Red States Tee Up Trump to Exclude Migrants From Census Tallies

Jan. 20, 2025, 4:25 PM UTC

A group of GOP-run states are suing the US Department of Commerce and asking a federal court to force the next Census to exclude migrants who are in the country unlawfully.

The lawsuit, filed as President Donald Trump is poised to assume power, could tee up the next administration to potentially settle the case and achieve a policy overhaul Trump didn’t accomplish in his prior term.

The change to the Commerce Department’s “Residence Rule,” counting all residents and not just those here lawfully and with permanent status, could help Red states with low population growth potentially hang on to additional Congressional seats, bolstering Republicans’ chances of contending for control of the US House after the 2030 Census. All four plaintiff states—Louisiana, Ohio, Kansas and West Virginia—say they’re at risk of losing more national power without the change.

“By robbing the people of the Plaintiff States of their rightful share of political representation, while systematically redistributing political power to states with high numbers of illegal aliens and nonimmigrant aliens, the Residence Rule violates §2 of the Fourteenth Amendment to the United States Constitution and the constitutional principle of equal representation,” the states said in their complaint, filed Friday in the US District Court for the Western District of Louisiana.

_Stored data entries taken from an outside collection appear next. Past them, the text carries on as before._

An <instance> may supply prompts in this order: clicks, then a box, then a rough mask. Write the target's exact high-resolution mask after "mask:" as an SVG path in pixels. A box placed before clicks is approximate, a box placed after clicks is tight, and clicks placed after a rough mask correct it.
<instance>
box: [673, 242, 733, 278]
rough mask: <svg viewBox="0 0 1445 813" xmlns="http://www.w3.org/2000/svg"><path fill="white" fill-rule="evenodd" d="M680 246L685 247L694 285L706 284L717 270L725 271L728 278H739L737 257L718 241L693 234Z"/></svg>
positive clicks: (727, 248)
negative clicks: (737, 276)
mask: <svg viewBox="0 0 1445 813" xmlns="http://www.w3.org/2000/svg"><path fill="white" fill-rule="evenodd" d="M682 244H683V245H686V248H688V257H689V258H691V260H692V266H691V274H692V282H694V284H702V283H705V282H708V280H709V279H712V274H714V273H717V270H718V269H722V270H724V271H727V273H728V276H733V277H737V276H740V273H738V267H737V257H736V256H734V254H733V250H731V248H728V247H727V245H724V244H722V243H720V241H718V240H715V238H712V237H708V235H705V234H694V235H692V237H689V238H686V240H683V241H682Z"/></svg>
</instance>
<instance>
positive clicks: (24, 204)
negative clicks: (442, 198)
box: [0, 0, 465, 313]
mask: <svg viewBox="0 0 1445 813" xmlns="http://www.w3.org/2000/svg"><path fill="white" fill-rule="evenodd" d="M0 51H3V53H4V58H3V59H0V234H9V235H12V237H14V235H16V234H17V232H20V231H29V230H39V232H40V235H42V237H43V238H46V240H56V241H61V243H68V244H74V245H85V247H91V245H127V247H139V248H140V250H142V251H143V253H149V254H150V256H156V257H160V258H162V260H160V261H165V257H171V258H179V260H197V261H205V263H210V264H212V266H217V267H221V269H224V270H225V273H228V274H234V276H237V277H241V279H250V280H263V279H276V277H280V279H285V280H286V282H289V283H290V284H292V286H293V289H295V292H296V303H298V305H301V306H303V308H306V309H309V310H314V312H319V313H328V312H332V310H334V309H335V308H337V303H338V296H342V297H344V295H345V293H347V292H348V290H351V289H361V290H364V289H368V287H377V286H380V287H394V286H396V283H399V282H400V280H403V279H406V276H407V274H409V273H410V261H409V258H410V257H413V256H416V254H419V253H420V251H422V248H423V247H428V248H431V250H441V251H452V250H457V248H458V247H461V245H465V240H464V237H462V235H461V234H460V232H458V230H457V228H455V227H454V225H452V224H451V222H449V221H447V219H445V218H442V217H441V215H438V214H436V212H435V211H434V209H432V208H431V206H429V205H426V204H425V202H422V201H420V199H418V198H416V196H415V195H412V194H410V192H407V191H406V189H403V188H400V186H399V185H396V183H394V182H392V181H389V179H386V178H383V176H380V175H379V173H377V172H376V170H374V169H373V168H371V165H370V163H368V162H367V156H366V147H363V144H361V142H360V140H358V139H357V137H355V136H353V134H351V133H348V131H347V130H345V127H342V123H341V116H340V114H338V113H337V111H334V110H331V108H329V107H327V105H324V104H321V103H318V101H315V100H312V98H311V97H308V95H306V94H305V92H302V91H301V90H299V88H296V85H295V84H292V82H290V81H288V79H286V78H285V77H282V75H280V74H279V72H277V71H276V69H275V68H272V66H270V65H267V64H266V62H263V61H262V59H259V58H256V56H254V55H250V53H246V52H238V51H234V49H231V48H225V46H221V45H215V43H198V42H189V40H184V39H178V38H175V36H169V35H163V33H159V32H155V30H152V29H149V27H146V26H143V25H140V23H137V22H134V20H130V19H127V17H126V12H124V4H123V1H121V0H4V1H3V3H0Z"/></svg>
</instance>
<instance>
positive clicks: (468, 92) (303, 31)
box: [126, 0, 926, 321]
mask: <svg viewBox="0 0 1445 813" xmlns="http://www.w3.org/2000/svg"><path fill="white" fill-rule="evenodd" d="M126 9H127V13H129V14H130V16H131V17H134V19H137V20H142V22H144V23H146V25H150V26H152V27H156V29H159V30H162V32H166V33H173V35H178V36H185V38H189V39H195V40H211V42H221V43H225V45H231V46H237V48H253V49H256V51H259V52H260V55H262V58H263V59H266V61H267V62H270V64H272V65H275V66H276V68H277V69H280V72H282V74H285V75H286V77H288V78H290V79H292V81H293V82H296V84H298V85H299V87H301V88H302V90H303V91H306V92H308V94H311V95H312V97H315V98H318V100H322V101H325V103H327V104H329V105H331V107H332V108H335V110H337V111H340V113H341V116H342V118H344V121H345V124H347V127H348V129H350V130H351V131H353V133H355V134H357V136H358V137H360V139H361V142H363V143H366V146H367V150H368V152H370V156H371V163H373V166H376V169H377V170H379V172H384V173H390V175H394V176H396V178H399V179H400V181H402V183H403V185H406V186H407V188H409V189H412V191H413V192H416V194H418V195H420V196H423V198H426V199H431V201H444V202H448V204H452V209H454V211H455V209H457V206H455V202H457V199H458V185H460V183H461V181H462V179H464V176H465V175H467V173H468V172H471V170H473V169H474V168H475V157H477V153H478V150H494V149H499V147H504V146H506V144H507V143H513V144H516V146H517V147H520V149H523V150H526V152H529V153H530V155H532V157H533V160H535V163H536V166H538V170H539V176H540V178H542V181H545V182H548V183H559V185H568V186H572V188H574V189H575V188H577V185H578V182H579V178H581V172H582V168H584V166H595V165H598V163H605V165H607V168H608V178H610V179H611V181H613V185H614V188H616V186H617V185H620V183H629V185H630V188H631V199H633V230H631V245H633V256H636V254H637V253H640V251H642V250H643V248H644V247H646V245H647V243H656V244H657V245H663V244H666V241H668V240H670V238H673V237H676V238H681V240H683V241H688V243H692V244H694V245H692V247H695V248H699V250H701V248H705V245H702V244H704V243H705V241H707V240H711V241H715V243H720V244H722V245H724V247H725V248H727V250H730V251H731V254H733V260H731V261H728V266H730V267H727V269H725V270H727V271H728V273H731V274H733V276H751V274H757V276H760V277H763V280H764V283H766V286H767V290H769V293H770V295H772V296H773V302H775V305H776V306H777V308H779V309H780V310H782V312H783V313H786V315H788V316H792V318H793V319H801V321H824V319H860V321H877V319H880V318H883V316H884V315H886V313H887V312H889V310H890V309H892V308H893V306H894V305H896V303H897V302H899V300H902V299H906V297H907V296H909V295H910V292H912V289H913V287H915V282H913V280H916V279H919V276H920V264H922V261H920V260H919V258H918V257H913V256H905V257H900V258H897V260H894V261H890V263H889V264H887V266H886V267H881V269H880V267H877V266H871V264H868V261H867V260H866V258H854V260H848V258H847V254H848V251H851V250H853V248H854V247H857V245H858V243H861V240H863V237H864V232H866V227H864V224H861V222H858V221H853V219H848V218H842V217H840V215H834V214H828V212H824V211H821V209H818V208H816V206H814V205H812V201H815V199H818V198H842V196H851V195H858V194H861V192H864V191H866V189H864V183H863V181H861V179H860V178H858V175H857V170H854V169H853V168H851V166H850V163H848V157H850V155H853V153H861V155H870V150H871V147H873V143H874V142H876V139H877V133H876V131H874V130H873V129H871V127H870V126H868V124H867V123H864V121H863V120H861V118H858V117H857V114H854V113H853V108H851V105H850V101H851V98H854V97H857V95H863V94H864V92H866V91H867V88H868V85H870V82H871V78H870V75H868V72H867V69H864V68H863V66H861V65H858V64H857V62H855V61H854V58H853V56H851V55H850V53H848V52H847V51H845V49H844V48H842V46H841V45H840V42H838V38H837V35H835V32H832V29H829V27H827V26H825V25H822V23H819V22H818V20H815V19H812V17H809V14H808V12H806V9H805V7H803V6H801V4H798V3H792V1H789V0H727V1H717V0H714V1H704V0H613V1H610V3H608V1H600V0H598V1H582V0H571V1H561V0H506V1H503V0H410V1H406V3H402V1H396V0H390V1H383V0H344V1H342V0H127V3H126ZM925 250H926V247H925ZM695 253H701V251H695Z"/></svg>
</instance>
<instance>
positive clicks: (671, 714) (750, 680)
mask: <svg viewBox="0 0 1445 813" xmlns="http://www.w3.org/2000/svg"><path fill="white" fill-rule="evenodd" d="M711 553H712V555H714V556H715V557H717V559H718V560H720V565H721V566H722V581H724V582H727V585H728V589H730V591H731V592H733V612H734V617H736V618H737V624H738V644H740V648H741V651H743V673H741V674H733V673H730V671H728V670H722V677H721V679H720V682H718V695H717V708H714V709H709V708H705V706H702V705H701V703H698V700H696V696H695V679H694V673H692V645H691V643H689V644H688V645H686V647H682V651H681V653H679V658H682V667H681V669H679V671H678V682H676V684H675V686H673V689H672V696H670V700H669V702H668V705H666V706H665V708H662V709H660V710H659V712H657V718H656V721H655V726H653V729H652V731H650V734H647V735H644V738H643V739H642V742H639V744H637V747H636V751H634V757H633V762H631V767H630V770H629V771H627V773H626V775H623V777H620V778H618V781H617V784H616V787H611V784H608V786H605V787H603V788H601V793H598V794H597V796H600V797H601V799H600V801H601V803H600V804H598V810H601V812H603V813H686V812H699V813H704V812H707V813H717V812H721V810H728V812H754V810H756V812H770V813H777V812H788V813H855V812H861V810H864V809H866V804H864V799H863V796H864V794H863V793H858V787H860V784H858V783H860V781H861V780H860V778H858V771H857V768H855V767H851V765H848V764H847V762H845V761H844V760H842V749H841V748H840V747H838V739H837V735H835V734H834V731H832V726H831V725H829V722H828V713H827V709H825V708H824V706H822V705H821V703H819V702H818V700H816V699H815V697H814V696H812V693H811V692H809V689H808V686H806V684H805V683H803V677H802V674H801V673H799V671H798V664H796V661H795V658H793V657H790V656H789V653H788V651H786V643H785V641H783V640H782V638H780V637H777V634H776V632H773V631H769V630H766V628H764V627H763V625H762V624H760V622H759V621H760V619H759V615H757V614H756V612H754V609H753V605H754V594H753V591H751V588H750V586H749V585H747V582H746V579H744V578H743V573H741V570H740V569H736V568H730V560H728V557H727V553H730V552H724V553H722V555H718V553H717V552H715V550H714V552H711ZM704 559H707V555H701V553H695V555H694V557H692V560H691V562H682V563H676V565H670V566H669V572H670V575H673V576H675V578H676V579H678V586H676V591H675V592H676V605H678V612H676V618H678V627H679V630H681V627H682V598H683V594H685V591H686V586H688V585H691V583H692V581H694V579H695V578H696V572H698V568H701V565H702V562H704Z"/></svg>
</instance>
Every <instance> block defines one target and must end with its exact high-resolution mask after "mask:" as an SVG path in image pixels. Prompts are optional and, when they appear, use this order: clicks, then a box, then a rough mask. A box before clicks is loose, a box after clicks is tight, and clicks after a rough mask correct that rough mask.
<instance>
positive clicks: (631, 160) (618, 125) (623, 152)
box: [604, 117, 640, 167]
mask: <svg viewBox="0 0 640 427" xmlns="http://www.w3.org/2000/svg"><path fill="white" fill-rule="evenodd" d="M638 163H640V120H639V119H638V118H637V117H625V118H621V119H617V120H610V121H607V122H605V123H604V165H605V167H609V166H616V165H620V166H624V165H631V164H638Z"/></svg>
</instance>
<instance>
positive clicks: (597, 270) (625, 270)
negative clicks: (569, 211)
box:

Litigation and delays in the counting process, impacted efforts to add a citizenship question to the Census in Trump’s last term, which ultimately fizzled out when Commerce Department officials handed over power to Biden. This complaint would go further.

If successful, only citizens and lawful permanent residents would be counted. Those with temporary visas, or those residing in America without government permission, would be excluded.

“In 2022, according to the Pew Research Center, 56% of the nation’s 11.7 million illegal aliens lived in just six states: California, Texas, Florida, New York, New Jersey, and Illinois,” the states said. “Defendants’ practice of including illegal aliens in the Census has repeatedly distributed additional House seats and electoral votes to states with high numbers of illegal aliens from states with low numbers, depriving those states and their citizens of their rightful share of representation and political power.”

The states are represented by their attorney general offices, as well as the Immigration Reform Law Institute, a group that supports more restrictive immigration policy.

The case is: Louisiana v. US Dep’t of Commerce, W.D. La., No. 6:25-cv-00076, complaint filed 1/17/25.